In 1992, just months after the Soviet Union collapsed, Shimon Peres walked through a small town graveyard in Volozhon, overrun by weeds, searching for a tombstone with Hebrew writing on it in the newly independent state of Belarus.

Peres, who died Tuesday, was Israel's foreign minister at the time. He was looking for the graves of his relatives, as well as his boyhood home.

Like many members of Israel's founding generation, he was born in Eastern Europe and emigrated to the Middle East. The Cold War friction between the Soviet Union and Israel meant it was extremely difficult if not impossible to visit.

But now Peres, born Szymon Perski in Wiszniew, Poland (now Vishnyeva, Belarus), Aug. 2, 1923, the son of a lumber merchant, was back in the place he was born. It was a region that had served as a spiritual core for Jews of Central and Eastern Europe before it was all but decimated during World War II and the Holocaust.

Peres' parents were not Orthodox Jews, but the young Peres was taught the Talmud. His family left in the 1930s to escape religious persecution and reached what was then known as Mandatory Palestine, under British rule.

His family's story mirrored my own family's — both sought religious freedom and a better lifeand as a young reporter for The Moscow Times, I was determined to go along.

I talked my way onto his private plane while he was visiting Moscow and sat next to him for the two-hour plan ride to Belarus. In his trademark low gravely voice, he reminisced about his childhood.

"I hope to find the place I was born," he told me.

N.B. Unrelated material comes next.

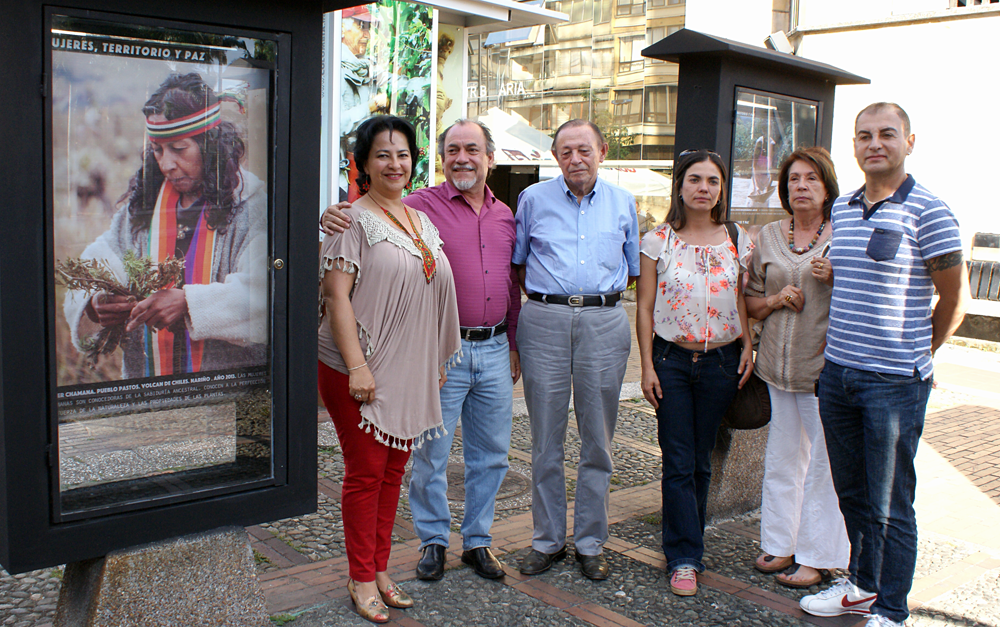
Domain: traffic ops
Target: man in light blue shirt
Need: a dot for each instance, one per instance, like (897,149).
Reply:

He began humming, and then started singing in Yiddish. It was a lullaby his mother used to sing. When we arrived in Volozhon, he went house to house, knocking on doors asking if people remembered his family. The entire town had been burnt to the ground, and later rebuilt. Any house he might have recognized was gone.

We came across a field overrun with weeds. Markers in Hebrew were in broken pieces on the ground, but he found one belonging to his great grandfather. He put on his yarmulke and solemnly said the Hebrew prayer for the dead.

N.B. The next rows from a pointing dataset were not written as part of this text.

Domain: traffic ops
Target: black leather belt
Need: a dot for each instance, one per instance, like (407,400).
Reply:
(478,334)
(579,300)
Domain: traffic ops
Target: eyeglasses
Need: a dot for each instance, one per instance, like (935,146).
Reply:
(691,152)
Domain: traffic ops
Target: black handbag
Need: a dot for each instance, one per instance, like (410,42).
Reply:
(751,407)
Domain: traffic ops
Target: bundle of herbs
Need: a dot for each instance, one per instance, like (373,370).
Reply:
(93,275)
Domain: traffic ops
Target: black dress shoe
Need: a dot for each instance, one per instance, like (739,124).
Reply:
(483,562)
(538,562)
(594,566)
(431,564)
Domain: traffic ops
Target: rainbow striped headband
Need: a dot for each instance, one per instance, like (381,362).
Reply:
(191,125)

I took a picture of him saying the blessing and laying the traditional stone on the grave. No other journalists were present, and the picture was picked up by the Associated Press and ran in newspapers across the world.

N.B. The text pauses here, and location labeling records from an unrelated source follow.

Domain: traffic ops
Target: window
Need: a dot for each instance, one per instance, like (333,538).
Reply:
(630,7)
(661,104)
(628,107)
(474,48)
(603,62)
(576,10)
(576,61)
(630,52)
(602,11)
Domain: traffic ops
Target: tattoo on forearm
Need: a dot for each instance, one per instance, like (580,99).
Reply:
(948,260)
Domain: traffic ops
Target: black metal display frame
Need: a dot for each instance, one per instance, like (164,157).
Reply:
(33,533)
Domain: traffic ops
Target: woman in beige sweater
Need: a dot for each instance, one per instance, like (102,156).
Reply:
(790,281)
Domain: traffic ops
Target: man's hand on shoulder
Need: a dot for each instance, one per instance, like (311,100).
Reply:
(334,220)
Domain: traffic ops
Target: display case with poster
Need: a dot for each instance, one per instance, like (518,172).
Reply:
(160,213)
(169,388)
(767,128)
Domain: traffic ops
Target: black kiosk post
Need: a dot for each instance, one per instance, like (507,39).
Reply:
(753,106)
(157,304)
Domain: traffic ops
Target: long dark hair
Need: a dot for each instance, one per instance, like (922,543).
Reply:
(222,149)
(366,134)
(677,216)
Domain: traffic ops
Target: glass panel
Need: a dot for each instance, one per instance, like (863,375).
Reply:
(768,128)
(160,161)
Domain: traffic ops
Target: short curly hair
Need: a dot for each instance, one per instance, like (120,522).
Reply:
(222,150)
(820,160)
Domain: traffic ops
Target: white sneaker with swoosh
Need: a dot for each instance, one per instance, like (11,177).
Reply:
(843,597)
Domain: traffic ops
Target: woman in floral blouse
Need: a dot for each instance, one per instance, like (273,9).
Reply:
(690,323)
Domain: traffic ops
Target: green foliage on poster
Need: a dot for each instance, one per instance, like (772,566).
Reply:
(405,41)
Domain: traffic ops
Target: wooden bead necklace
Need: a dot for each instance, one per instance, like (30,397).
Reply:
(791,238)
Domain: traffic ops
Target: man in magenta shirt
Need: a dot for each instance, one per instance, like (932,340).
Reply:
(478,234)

On the way back to Moscow, it was clear the visit had touched him deeply.

He recalled his first encounter with anti-Semitism, decades earlier, when the local newspaper showed a picture of two Jews murdered in a nearby forest.

"I understood for the first time that people were killed just because they were Jewish," he told me.

But perhaps most moving for Peres was something he didn't find on his visit.

"I wasn't prepared to find grass instead of a home," he said.